Buy an inexpensive printer, if you can

Sometimes analog technology is the best technology. You may have set up a quiet, dedicated space and got your child’s device ready to go, but your young learner is still having some trouble focusing. WIRED suggests picking up an inexpensive printer for a child who may be easily distracted or has to share a device with a sibling or parent. Just print out the materials and allow your child to take a break from their screen.

Check parental controls

Whether or not you own the device your child is using for remote learning, it’s a good idea to check its parental controls, especially if this is their first time independently using a computer with minimal supervision. The Washington Post suggests that if you own the device, you should look into Google Family Link, Apple’s Screen Time or Microsoft’s family controls to limit what your child can do when you’re not around, like accessing certain sites or purchasing games. If the device is owned by your child’s school, the district probably has enabled strict controls, but it’s always good to double-check. 

Check out the Parents’ Ultimate Guide to Parental Controls from Common Sense Media for more information.

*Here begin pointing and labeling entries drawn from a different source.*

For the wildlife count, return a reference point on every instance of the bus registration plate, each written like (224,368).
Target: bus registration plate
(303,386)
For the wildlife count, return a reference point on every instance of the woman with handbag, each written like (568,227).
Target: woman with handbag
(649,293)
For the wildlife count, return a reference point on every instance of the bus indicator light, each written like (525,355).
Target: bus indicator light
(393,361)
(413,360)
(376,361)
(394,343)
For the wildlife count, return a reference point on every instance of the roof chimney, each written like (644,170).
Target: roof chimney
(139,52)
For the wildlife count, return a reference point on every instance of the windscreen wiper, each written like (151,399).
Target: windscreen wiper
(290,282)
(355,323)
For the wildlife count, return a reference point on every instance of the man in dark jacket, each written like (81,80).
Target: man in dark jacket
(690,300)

Don’t forget cybersecurity & privacy settings

Children are not immune to the threats posed by hackers and scammers looking to profit from the pandemic. The Washington Post suggests that parents set up password managers like LastPass, install anti-virus software, turn on two-factor authentication for your children’s account, if possible, and remind them to never share passwords or post personal information online.

Reboot, restart and troubleshoot

If you’ve ever called an IT helpdesk, you know the first question is always, “Have you rebooted your computer?” Your student’s device is no different. Take a proactive approach and urge your child to save all their work, close each application and shut down their computer at the end of the school day to ensure they have a clean reboot every morning to minimize memory leaks or other issues.

The same goes for your home WiFi connection. Rebooting your modem or router can solve many connection issues. If you’re still having trouble, start with this article on fixing common WiFi problems, or if all else fails, call your internet provider.

Options if you have limited or no internet access

Last spring, millions of families were quickly thrust into a new remote learning reality that left behind many low-income families, especially those who had limited or no access to broadband internet or adequate technologies, leading to a widening achievement and learning gap. 

According to the Pew Research Center, 15% of families with school-aged children lack high speed internet, (the gap is even more pronounced for Black, Latinx and lower income students) and a full quarter of all teens don’t have access to a home computer. The recent viral post of two schoolchildren using the free WiFi outside a Taco Bell illustrates that the digital divide is all too real, and many schools are still struggling to ensure millions of low-income children and students of color have access to the tools they need to learn online during the pandemic.

Consumer Reports has compiled a good resource if you or someone you know is struggling to access adequate broadband internet. It includes programs offered by local schools, libraries, governments and businesses to help bridge the gap.